As for Jewel, she has no memory of the incident but said she thanked the firefighters, ambulance and other emergency services who helped her recovery.
"If they hadn't been there, I wouldn't have anything to remember because I wouldn't be here," the 17-year-old said.
Jewel said the incident left a lasting impact on her mother who still struggled to be in a car.
Her father, Adam East, who was not home at the time of the incident, left with Jewel in an ambulance to hospital.
Mr East said the family was "extremely grateful" and had a "swell of gratitude" for all first responders because they deal with high-pressured and stressful environments every day.
Justin Morrison, one of three firefighters at the scene in 2004 and Chisholm Fire Station officer, said it was fortunate they were based only around the corner.

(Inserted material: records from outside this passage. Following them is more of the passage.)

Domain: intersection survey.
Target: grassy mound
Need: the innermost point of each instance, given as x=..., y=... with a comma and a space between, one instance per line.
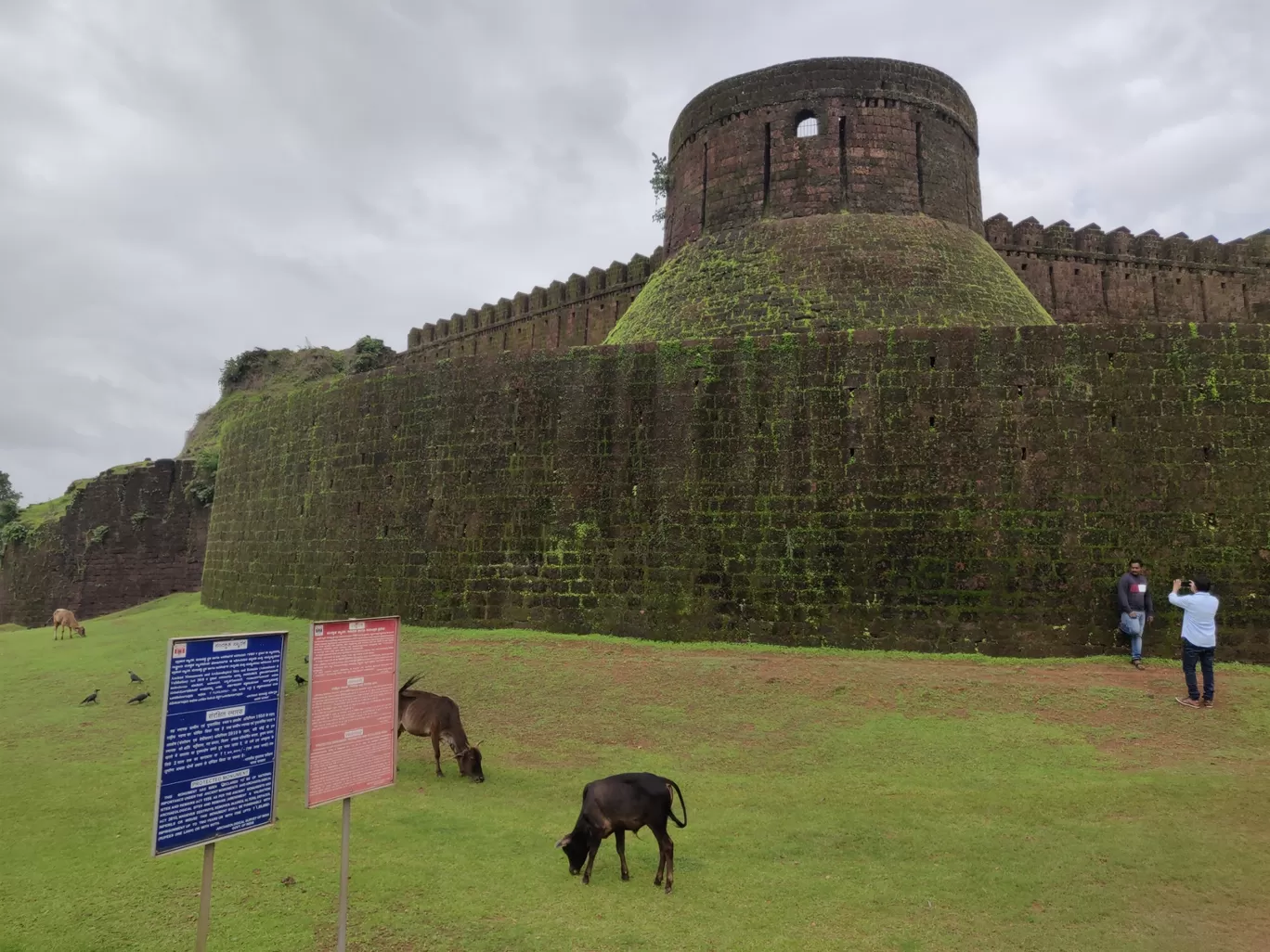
x=836, y=800
x=828, y=272
x=259, y=376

"When we turned up, we saw a car through a wall and didn't think it was going to end too well," he said.
Mr Morrison said hearing the cries of Jewel meant a sigh of relief as it meant she was breathing. Once they saved Jewel and removed her from danger, they also checked on Elissa's welfare.
"Like any job, we have a process to follow. We identify hazards and deal with them, then work out who was where and the risks of structural collapse as well," he said.
"We appreciate the family coming out ... as we don't always know what happens to families after an incident. We take comfort in the fact that we've done the best in helping someone."
Similarly, fellow rescuer Joe Box, now senior firefighter at the station, said first responders "love what we do".
"Some jobs are worse than others, but as it turns out, it wasn't as bad as it could've been. It all ended well," he said.
"I suppose we're the ones trying to be calm in those situations.
"It's a great outcome and it's great to meet these people. We thank them as well."
The coming together of the family and the firefighters who helped saved Jewel's life comes one day before Thank a First Responder Day on Wednesday.
The initiative aims to help reconnect emergency services personnel with those they have helped as part of wellbeing activities and counselling services.